I just love a quiet Saturday drive to my neighbouring farm lands where honesty stalls and pop up shops abound. Yesterday we meandered towards Dural stopping along the way to buy dahlias in the crispest of white and a mottled pink that reminds me of Indi’s rosy little cheeks as they become smeared with the juice of the fat, sun ripened strawberries she slurps on along the way.
We managed to find some delicately sweet white- flesh nectarines, vine ripened egg tomatoes sold by a lovely little Italian lady who hardly spoke any comprehensible language other than “tomatoes is very good”.
In the basket we also placed free range eggs, some bottles of green tomato pickles and thick plum jam, a swag of green beans and a brown paper bag full of sugar plums.
It feels so grounding to me to forage in this way for seasonal, organic and local produce. The flavour of fruit and vegetables grown by these small farms is so much more intense than anything you buy commercially and I like to know I’m supporting local producers. As they stroll you meet you at their gates you can see the commitment to their labour in their soil worn hands and earth filled fingernails, the way they handle their produce is almost sensual and erotic-the love they have for a beet as they turn it, inspecting its perfection and caressing it’s green tipped leaves makes it all is so evident.
We have fresh flowers in the house every week with this way of shopping, wild bunches of thorny roses with an intoxicating scent and petals that dance on the tabletops after a week or two $5, buttercup yellow sunflowers 2 sprays for $5 and of course the dahlias with their layers of downy softness only $3 a bunch.
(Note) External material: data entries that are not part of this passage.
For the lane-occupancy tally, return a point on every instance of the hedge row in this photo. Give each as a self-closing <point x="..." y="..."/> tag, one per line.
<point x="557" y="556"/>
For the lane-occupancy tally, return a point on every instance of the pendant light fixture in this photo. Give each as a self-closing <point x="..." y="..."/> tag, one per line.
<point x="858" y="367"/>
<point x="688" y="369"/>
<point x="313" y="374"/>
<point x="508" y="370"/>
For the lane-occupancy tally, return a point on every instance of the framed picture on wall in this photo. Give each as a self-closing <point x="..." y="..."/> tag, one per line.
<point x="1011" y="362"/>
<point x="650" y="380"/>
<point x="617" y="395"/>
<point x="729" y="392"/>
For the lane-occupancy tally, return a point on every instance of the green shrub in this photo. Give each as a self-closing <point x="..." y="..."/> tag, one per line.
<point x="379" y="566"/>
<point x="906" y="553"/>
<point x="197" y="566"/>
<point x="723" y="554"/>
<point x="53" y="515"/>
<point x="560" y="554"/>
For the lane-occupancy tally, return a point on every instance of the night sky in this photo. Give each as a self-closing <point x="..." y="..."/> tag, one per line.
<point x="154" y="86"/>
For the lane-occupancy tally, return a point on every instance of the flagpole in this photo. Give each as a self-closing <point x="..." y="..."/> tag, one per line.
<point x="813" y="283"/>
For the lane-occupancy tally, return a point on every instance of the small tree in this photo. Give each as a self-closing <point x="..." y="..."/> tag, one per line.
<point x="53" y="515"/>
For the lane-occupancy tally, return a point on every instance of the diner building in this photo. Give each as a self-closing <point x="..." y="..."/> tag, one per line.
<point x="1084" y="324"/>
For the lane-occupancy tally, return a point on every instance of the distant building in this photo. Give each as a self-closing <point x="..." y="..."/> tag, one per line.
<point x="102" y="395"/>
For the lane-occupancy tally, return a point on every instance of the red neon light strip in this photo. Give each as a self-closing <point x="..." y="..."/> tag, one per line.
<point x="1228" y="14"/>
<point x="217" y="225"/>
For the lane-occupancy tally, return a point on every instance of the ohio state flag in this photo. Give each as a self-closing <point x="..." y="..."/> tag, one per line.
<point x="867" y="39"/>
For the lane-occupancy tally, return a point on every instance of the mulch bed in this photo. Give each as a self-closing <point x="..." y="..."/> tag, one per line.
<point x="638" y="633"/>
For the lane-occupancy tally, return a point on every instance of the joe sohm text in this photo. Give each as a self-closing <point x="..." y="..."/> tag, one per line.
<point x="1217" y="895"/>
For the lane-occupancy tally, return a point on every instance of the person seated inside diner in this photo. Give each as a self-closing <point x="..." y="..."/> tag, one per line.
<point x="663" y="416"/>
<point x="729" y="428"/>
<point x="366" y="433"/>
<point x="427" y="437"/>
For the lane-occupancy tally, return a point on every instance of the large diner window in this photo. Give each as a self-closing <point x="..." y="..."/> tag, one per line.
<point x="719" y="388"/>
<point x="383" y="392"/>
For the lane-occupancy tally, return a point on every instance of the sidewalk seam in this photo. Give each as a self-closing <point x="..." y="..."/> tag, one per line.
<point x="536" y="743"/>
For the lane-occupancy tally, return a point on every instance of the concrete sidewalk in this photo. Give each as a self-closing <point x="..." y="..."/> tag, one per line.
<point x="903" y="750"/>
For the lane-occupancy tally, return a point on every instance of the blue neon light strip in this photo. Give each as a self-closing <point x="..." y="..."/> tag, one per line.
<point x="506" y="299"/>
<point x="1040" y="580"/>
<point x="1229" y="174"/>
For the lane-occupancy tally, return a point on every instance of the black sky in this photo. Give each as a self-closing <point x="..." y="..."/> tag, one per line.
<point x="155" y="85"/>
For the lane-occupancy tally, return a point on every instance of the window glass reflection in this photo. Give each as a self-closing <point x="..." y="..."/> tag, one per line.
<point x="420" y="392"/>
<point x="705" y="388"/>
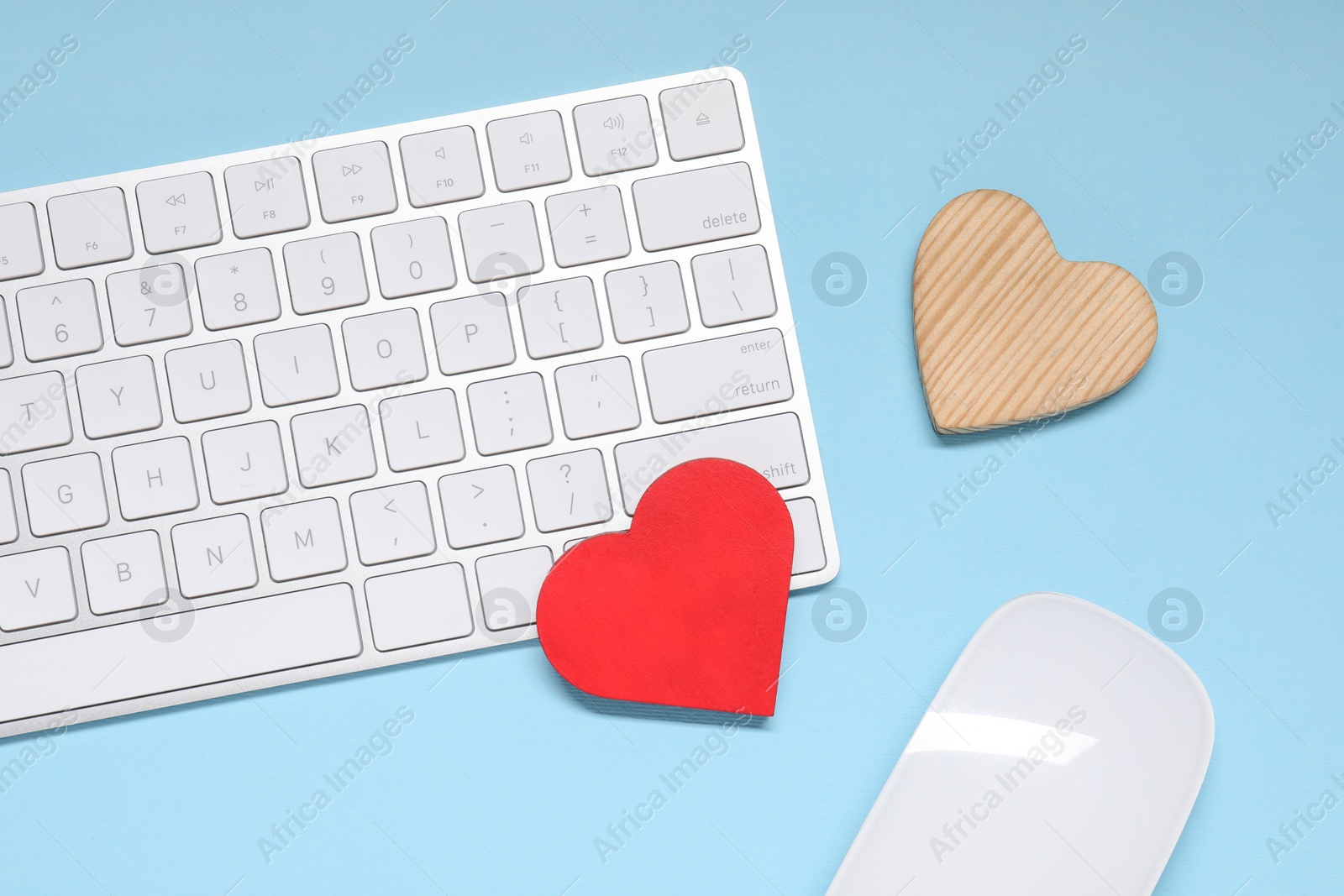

Sometimes I go overboard because it’s so hard to resist the passion of a fellow biophiliac and then the race is on to eat, preserve and incorporate the surplus into edible versions of their former goodness. Last week we supped on blueberry pikelets as a treat mid-week and our purple stained lips were testimony to our enjoyment of these power packed super berries.
My next home based venture is to start growing potatoes, I’ve collected the eyes growing out of some overripe spuds and have placed them on the old school fashioned wet cotton balls to see if they sprout.
Two of our four pullets are laying and while the Isa Browns have surrendered to me and I can pat, hold and easily clip their wings and dust their feathers, blondie and blackie remain elusive and quite aloof. They aren’t so shy with the tasty snacks I provide daily to coax them into the safety of their coop while the red fox bellows his blood curdling scream at me in the darkness of the bush for thwarting his plans to dine on chicken tonight!